As educators, it’s our job to ensure we’re providing opportunities for students to see themselves reflected in what they’re reading and learning (mirrors) and opportunities for students to understand the lived experiences of others (windows). We can reframe our approach by asking ourselves,
“How are my Native/Indigenous students seeing themselves?”
“How are my non-Native students seeing the history and current lived experiences of Native and Indigenous peoples?”

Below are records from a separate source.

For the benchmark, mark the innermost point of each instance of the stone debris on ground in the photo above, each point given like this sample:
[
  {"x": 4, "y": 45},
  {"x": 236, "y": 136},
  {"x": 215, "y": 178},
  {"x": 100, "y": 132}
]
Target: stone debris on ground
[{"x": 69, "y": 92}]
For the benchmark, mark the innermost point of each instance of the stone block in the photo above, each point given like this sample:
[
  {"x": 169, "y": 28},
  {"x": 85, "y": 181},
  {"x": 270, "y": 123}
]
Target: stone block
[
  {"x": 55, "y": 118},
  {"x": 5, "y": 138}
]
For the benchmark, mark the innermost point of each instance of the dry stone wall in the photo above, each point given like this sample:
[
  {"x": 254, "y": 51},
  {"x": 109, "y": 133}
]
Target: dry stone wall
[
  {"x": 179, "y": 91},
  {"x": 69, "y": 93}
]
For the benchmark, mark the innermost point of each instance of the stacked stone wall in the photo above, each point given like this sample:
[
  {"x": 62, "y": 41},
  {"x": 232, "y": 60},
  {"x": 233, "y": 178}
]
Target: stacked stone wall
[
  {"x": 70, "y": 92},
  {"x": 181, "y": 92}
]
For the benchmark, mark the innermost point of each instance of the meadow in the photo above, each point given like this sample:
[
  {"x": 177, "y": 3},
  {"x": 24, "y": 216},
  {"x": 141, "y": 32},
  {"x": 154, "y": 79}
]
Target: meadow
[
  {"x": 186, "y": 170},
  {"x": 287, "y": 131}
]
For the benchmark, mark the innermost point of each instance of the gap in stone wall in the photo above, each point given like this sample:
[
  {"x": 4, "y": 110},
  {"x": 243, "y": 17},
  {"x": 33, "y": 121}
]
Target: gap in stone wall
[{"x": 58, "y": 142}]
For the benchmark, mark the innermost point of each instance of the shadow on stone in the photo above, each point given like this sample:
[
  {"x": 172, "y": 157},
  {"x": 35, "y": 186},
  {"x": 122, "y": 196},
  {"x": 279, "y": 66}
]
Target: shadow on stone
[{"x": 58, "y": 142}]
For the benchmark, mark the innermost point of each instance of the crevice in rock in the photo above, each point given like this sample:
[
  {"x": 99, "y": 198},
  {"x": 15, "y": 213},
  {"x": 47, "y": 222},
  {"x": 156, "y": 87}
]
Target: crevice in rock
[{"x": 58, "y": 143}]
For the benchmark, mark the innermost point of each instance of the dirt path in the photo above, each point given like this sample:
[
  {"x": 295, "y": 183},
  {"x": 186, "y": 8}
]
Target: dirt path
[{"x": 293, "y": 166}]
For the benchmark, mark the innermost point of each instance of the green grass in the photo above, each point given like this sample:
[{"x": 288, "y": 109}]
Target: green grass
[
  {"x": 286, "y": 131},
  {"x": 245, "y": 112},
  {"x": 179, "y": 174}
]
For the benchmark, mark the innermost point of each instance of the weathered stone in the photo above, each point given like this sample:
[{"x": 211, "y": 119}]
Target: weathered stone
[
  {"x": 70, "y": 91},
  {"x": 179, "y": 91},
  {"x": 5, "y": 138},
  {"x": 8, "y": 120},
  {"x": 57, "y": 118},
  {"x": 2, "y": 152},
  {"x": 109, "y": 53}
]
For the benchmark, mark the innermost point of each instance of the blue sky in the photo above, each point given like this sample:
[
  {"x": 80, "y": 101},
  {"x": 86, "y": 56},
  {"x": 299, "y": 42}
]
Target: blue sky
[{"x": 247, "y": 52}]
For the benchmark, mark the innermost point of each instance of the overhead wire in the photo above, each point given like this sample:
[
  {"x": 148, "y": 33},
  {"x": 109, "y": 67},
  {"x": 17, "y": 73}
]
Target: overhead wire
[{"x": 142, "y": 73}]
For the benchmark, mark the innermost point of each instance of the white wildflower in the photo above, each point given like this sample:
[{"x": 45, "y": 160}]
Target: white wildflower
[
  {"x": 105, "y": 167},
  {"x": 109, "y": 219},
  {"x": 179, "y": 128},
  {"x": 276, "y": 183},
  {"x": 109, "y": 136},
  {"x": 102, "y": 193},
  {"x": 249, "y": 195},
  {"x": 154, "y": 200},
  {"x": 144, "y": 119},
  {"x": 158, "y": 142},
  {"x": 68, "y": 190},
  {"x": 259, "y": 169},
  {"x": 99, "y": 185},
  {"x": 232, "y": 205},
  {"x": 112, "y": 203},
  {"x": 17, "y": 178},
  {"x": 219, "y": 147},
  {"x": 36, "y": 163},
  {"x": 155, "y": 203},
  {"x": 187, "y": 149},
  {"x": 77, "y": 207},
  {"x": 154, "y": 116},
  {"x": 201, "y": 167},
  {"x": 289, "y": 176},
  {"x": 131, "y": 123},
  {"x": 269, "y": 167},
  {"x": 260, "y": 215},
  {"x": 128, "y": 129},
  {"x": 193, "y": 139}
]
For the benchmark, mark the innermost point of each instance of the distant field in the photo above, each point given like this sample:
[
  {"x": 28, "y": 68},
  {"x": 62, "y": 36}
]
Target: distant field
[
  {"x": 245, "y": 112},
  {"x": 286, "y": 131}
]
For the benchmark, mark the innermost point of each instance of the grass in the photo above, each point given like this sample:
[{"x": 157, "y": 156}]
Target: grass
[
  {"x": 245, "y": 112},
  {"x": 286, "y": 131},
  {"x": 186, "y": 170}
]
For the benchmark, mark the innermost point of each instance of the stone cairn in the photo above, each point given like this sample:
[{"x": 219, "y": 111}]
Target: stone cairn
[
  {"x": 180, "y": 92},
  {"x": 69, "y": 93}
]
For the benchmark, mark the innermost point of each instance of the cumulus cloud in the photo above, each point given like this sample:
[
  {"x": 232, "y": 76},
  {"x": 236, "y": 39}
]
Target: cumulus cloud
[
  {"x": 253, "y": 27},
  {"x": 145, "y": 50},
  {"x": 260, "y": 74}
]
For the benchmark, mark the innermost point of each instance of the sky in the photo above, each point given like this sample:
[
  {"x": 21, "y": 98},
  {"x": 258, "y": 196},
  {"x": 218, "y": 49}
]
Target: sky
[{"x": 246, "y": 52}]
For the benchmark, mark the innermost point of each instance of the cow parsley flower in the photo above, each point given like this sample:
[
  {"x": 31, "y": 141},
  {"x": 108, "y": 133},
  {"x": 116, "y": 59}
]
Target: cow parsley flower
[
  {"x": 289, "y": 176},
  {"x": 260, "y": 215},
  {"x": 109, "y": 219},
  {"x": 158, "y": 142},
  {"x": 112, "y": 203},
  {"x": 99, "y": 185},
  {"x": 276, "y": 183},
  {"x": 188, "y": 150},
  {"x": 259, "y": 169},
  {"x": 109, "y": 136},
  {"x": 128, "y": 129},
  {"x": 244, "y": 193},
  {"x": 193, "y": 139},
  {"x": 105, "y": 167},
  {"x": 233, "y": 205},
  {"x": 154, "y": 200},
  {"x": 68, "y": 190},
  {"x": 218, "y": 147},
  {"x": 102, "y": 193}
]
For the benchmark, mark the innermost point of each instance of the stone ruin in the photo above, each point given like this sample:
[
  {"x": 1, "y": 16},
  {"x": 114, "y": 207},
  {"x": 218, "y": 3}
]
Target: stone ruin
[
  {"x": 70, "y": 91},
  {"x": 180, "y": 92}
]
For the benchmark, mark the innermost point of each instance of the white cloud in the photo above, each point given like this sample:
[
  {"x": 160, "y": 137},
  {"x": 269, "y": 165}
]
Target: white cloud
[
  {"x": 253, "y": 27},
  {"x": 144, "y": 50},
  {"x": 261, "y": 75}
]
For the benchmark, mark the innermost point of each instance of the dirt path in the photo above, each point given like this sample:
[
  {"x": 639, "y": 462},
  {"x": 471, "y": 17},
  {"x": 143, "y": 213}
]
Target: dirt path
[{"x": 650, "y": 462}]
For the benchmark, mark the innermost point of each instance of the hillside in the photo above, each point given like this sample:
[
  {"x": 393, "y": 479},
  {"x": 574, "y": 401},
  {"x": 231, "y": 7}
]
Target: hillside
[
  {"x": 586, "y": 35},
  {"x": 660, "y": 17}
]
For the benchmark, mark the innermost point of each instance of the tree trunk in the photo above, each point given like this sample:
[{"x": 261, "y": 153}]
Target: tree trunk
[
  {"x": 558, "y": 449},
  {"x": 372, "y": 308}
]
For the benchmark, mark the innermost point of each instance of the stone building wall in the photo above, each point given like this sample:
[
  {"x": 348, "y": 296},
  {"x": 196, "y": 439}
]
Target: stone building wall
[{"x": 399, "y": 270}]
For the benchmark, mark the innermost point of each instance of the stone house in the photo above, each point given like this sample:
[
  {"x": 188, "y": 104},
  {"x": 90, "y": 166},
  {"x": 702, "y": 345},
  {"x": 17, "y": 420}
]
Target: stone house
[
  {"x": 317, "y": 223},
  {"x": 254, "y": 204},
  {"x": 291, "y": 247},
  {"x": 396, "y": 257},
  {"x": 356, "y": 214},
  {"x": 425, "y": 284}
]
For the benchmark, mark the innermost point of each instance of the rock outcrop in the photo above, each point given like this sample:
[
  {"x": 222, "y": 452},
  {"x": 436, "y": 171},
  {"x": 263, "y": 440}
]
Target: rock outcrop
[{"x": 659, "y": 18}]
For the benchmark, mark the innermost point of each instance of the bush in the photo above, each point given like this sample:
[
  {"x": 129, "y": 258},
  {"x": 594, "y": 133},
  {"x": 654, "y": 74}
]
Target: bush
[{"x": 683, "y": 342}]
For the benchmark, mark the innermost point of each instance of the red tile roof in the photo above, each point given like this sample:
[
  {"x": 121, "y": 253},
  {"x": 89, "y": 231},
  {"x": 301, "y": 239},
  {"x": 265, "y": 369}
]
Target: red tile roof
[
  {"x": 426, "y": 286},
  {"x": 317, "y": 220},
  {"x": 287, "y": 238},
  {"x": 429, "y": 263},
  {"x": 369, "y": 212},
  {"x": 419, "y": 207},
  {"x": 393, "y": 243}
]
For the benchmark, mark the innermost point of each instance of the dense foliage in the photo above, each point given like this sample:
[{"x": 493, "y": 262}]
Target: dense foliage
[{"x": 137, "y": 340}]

If your answers are less than on target, then it’s time to make some changes! One of the first steps in creating an equitable environment is to evaluate your teaching practices for bias. Once you’ve found areas for improvement, take the initiative to course correct. Educate yourself on the history of Thanksgiving, the absent narratives of the Wampanoag people, and think about how you might modify your activities to offer better mirrors and windows for your students. Not sure where to start? Below are several resources for rethinking and reframing the Thanksgiving Narrative in your classroom:
- Harvest Ceremony: Beyond the Thanksgiving Myth— An historically accurate telling of the first refugees to arrive on the Mayflower from the National Museum of the American Indian (NMAI). This is a short piece of text ideal for upper elementary and middle school learners.
- Teaching & Learning about Native Americans – Answers to your most frequently asked questions about Native Americans from NMAI, including, “What is the correct terminology: American Indian, Indian, Native American, Indigenous, or Native?” and “How should I teach about Thanksgiving traditions from Native people today?”
- Thanksgiving Mourning – This great lesson from Learning For Justice engages upper grade students in the exploration of two texts to better understand what Thanksgiving means to authors who are Native.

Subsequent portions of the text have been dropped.